Immunofluorescence for M1 (IL-1β⁺, F4/80⁺) and M2 (Arg1⁺, F4/80⁺) macrophage markers and 8-OHdG was performed according to Methods. A) Example images from WT top row or Gpx3^−/− tumors. B) Quantification of M1 (top) or M2 (bottom) macrophages per tumor high-powered field (HPF). **P<0.01. C) Example images from WT (top row) or Gpx3^−/− (bottom row) tumors. White arrow indicates positive staining in epithelial cells, yellow arrow indicates non-specific staining. D) 8- OHdG quantification. ** P<0.01. All images taken at 40x magnification.
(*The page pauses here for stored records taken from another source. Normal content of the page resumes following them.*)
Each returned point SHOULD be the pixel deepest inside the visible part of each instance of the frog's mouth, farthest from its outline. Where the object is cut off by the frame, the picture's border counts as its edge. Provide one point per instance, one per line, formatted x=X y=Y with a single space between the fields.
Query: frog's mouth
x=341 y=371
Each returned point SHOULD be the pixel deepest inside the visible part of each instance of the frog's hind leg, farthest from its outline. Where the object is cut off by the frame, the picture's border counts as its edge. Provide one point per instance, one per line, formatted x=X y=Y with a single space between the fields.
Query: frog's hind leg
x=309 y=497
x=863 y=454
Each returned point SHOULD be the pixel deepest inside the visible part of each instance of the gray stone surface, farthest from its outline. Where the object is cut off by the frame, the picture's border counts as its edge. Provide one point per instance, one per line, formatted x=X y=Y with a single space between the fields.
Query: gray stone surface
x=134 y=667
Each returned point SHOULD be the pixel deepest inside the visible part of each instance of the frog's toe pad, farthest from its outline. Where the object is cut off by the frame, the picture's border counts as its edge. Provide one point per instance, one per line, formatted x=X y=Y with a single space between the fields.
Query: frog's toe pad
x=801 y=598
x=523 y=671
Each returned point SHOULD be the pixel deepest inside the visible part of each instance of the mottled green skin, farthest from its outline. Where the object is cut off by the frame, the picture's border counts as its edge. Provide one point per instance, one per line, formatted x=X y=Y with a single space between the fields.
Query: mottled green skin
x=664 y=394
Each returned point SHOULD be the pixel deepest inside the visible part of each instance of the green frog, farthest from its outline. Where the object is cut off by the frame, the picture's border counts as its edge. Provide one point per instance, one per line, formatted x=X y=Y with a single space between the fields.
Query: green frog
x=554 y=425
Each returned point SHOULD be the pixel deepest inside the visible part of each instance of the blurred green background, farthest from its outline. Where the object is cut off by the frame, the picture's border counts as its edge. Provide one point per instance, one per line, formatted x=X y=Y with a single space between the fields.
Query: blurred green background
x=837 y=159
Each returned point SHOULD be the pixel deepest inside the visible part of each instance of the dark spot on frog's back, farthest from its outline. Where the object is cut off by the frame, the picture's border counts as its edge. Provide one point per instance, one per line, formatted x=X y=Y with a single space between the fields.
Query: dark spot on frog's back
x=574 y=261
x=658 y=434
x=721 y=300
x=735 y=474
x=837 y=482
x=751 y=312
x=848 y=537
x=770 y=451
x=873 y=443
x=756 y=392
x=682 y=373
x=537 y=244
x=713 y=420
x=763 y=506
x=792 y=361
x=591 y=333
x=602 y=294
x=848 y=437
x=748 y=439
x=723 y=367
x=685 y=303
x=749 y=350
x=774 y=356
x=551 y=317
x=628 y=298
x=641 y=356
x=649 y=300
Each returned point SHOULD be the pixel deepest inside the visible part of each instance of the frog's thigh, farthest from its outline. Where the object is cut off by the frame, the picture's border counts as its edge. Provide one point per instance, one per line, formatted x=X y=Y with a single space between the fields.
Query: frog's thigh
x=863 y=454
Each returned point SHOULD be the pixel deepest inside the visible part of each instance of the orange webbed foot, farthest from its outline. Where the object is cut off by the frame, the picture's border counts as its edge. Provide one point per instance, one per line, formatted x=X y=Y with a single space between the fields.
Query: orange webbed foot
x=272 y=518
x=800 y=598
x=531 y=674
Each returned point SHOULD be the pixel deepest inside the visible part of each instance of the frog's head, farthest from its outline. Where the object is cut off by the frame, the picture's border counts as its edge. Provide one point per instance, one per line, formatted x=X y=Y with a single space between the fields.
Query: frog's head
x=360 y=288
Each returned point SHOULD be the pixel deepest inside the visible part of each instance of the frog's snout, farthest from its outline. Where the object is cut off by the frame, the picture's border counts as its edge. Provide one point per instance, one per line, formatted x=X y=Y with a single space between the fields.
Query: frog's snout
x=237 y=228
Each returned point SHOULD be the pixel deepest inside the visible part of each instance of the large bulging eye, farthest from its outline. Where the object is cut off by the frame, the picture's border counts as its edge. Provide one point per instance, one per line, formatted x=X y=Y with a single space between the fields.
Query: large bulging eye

Figure 6. Increased ROS, DNA damage, and apoptosis and decreased soft agar colony formation post-GPX3 knockdown

A) GPX3 mRNA and protein (insert) expression after knockdown with GPX3-specific shRNA constructs in Caco2 cells. **P<0.01. B) Quantification of percentage of ROS positive cells (DCFH2⁺) post-GPX3 knockdown in untreated or 200 μM H₂O₂ treated Caco2 cells after pre-treatment with the H₂O₂ scavenger PEG-CAT (left). **P<0.01. Quantification of percentage of DCF⁺ (oxidation-insensitive analog) cells post-Gpx3 knockdown in untreated or H₂O₂ treated Caco2 cells (right). C) DNA damage as measured by 8-oxoguanosine-FITC flow cytometry in cells treated with scrambled or Gpx3-specific shRNAs and with or without H₂O₂ treatment. *P<0.05, ^fP<0.05, D) Apoptosis, assessed as staining for active caspase-3 by flow cytometry. The percent positive cells are shown. ** P<0.01, ffP<0.01. E) Colony formation assay in Matrigel in Gpx3 knockdown and scrambled control Caco2 cells with and without H₂O₂ treatment. ***P<0.001 Scr vs shGPX3 control.